Short-term objectives for IR should include refinement of current techniques and applications. As noted above, the optimum strategy for IR-based radiation dose reductions is not established. BMI-adaptive [24, 25] and noise-adaptive [37, 42] acquisition procedures have been proposed. In addition, several IR products enable user-specified modulation of iterative strength or proportion of blending with FBP images, and researchers should seek to evaluate the best combinations for routine clinical work. Finally, more data regarding the effects of IR on diagnostic accuracy, prognostic value, and clinical outcomes will be necessary to justify widespread clinical adoption.

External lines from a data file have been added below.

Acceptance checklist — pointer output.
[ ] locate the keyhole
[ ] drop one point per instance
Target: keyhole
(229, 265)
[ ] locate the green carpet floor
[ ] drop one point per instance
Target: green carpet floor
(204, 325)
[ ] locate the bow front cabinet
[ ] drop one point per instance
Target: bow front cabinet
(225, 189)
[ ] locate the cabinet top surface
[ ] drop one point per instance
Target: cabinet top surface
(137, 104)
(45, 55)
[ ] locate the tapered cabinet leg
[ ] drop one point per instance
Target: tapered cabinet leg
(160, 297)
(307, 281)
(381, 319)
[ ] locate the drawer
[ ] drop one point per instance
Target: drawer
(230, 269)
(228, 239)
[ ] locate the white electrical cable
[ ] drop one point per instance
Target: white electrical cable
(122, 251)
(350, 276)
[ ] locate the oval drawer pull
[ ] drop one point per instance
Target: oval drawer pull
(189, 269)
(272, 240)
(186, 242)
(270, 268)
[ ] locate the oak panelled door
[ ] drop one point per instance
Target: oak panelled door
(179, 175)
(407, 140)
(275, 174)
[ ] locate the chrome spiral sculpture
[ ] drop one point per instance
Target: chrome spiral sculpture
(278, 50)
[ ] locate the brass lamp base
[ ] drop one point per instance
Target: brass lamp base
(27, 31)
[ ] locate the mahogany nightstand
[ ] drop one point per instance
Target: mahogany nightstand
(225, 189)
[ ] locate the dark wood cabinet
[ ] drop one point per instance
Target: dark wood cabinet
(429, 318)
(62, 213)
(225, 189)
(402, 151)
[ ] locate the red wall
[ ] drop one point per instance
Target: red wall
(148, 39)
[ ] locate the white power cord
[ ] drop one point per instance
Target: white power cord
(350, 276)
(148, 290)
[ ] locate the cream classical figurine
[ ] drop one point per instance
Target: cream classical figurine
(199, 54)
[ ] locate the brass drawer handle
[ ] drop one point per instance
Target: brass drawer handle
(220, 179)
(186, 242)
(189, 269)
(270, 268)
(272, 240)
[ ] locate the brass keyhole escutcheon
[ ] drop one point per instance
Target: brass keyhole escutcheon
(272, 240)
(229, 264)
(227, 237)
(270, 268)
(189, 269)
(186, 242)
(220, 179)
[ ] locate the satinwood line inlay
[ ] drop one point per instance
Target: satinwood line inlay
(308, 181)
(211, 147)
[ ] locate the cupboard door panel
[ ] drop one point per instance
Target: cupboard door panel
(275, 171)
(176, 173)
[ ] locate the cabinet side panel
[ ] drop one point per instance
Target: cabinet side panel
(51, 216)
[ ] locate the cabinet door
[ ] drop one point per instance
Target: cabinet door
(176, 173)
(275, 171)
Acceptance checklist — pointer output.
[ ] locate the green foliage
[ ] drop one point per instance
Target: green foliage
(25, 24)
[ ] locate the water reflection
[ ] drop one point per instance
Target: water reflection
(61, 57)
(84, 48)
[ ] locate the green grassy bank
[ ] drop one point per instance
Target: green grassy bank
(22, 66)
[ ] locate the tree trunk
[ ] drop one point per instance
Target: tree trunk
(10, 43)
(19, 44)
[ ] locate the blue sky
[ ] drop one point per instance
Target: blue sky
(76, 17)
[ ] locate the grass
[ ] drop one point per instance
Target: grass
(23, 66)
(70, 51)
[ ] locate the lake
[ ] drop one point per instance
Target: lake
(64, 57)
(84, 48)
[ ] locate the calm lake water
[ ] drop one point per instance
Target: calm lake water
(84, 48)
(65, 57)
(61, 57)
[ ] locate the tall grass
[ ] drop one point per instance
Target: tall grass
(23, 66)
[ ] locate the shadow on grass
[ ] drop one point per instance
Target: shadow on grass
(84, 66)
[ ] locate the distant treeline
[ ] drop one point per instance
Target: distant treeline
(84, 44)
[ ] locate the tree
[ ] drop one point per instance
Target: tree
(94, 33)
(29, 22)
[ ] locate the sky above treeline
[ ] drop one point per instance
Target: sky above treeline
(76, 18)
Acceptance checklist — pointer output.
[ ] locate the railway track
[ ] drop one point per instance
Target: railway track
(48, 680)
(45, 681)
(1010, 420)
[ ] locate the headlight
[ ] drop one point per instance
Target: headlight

Early studies have shown that IR may provide cardiovascular CT solutions beyond traditional noise and dose reductions. High-resolution acquisitions are becoming more feasible as IR tempers the negative effects of photon starvation [4951]. Contrast material dose reductions may also be possible without prohibitive degradation of image quality [22]. Novel IR algorithms are also emerging that should expand IR applications. Beam-hardening correction algorithms have been proposed for use in cardiovascular CT myocardial perfusion imaging to reduce artifacts related to high-concentration contrast material in the descending aorta and left ventricle [54]. Preliminary data on an IR technique that imposes penalties on dense tissues has likewise suggested a role for IR in reducing blooming artifacts [52], while a novel “metal detection technique” described by Boas and Fleischmann [55] demonstrated reduced beam-hardening artifacts from metal and bone. Future algorithms can be expected to further incorporate system, geometric, and motion models [8••, 56].

Conclusion

Increases in available and affordable computer power have provided the basis for (re)application of IR to cardiovascular CT. Current data suggest that commercially available IR products provide noise reduction that enables significant reduction in radiation dose without degrading image quality. Refinement of current IR techniques should stimulate increased clinical adoption, and emerging and future algorithms promise to expand the role of IR to novel cardiovascular CT applications.